“It is incredibly important that patients with cancer all over the world and their treatment specialists know that they can get their COVID-19 vaccine during treatment, and that this is safe,” says Liesbeth de Vries, professor of Medical Oncology at the UMCG and research leader of the VOICE study (Vaccination against cOvid In CancEr).
A total of 503 patients with solid tumors and 240 control subjects – partners of said patients – received a Moderna mRNA vaccine. They received two doses, with the second dose being administered 4 weeks after the first. The first vaccination round took place within three months of the most recent immunotherapy session, or within four weeks of their most recent chemotherapy session. The production of antibodies against COVID-19 after two vaccinations was chosen as the primary endpoint of the trial. A positive response to the virus (seroconversion) was defined as a concentration of over 10 binding antibodies per milliliter of blood serum.
On day 28 after the second vaccine, the study revealed no difference in response between patients and control group.
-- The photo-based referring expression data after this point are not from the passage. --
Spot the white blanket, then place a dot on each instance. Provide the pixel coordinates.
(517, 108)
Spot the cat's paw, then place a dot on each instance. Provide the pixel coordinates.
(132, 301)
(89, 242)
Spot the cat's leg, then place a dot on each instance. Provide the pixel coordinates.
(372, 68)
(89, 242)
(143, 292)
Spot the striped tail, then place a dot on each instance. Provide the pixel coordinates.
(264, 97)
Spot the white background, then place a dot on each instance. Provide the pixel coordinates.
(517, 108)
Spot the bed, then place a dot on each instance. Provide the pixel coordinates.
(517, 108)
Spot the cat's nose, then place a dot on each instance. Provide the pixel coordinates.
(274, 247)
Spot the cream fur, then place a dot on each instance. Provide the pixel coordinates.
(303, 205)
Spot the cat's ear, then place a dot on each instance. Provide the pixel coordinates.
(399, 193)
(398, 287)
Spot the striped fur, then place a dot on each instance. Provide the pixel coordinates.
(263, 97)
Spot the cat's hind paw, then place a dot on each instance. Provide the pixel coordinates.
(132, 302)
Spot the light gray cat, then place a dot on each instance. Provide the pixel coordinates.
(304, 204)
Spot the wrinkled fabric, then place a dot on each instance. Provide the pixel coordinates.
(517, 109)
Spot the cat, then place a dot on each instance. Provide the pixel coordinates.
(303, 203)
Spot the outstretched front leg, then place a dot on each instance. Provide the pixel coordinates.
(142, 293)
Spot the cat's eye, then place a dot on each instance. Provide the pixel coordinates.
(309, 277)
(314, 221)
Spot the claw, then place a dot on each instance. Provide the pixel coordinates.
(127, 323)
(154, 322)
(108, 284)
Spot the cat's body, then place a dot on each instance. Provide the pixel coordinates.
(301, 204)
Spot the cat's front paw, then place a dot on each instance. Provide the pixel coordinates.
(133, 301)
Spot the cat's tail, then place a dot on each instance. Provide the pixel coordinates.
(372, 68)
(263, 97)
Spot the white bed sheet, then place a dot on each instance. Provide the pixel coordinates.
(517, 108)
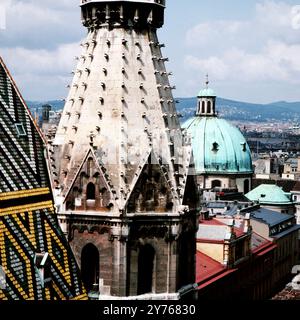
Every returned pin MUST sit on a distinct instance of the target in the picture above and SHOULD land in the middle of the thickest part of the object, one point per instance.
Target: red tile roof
(206, 267)
(209, 270)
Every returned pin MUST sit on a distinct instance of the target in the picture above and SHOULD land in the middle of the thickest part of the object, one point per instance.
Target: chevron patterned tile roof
(36, 262)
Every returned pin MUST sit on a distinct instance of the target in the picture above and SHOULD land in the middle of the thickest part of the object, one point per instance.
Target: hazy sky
(251, 49)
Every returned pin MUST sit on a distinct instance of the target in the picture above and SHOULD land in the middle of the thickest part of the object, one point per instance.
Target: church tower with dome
(221, 153)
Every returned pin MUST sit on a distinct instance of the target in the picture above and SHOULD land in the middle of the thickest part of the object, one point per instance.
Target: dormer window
(20, 130)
All control subjects had achieved seroconversion, as had most of the patients: 99.3% of the immunotherapy group, 97.4% of the chemotherapy group, and 100% of the chemo-immunotherapy group. While this was true for seroconversion, the researchers also wanted to find out whether the response that had occurred, offered sufficient protection against COVID-19. Based on the ability of the antibodies to neutralize the virus, a value of 300 virus-binding antibodies per milliliter appeared to be the threshold between a suboptimal and adequate response.
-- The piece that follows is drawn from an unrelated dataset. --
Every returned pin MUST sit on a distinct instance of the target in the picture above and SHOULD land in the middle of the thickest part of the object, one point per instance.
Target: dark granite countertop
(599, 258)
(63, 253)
After the two vaccinations, an adequate response occurred in 93.1% of patients receiving immunotherapy, 83.8% of patients receiving chemotherapy, and 88.8% of patients receiving chemo-immunotherapy. An adequate response was found in 99.6% of control subjects. The concentration of antibodies in most patients had increased after their second vaccination, suggesting that a third vaccination may still be able to produce an adequate response in the group of patients who did not reach the necessary 300 virus-binding antibodies after their second vaccination. This will be investigated further in follow-up studies. Only one patient contracted COVID-19 during the 28 days following the second vaccination. No unexpected adverse vaccine side-effects came to light during this study.
The VOICE study was initiated once it became apparent that COVID-19 could have a considerable impact on patients with cancer, which led to the question of whether these patients could safely and effectively get vaccinated against COVID-19. Chemotherapy is known to potentially reduce the immune response caused by vaccines. Little is known about immunotherapy, which could potentially enhance the immune response, potentially causing side effects.
The researchers will continue to closely follow all trial participants. They are currently collecting data from six months after the vaccine, and will also assess T cells response, as these immune cells may contribute to the protection against COVID-19.
The publication, ‘A prospective multicentre COVID-19 vaccination trial in patients receiving chemotherapy, immunotherapy, or chemo-immunotherapy for solid tumours’ is expected to be published in Lancet Oncology (in press). Co-researcher Sjoukje Oosting, medical oncologist at the UMCG, will present the results of the study on Monday, September 20, during the ‘presidential symposium’ of the European Society of Medical Oncology congress.
The VOICE study has been (financially) supported by ZonMw, The Netherlands Organisation for Health Research and Development.